RESULTS: The BPHA/tPSA-based ANN reached the significant greatest area under the receiver operating characteristic curve (AUC 0.81; P = .0004 and P = .0024) and best specificity (53.9% and 44.5%) compared with the ANN without BPHA/tPSA (AUC 0.77; specificity 50% and 40.6%) and %fPSA (AUC 0.77; specificity 40.9% and 27.2%) at 90% and 95% sensitivity, respectively. The AUCs for tPSA (0.58), BPHA (0.55), BPHA/fPSA (0.51), prostate volume (0.69), and BPHA/tPSA (0.69) were significantly lower.

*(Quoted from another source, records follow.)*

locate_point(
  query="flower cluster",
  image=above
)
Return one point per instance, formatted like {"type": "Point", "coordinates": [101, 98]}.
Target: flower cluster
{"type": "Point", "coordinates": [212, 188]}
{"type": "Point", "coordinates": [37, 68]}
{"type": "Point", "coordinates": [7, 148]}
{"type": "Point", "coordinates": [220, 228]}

CONCLUSIONS: Although BPHA as single marker or ratio to tPSA did not improve the diagnostic performance of %fPSA or tPSA, the incorporation of BPHA/tPSA into an ANN model increased the specificity compared with %fPSA by 13% and 17% at 90% and 95% sensitivity, respectively. Thus, the automated BPHA research assay might improve PCa detection when incorporating this new marker into an ANN.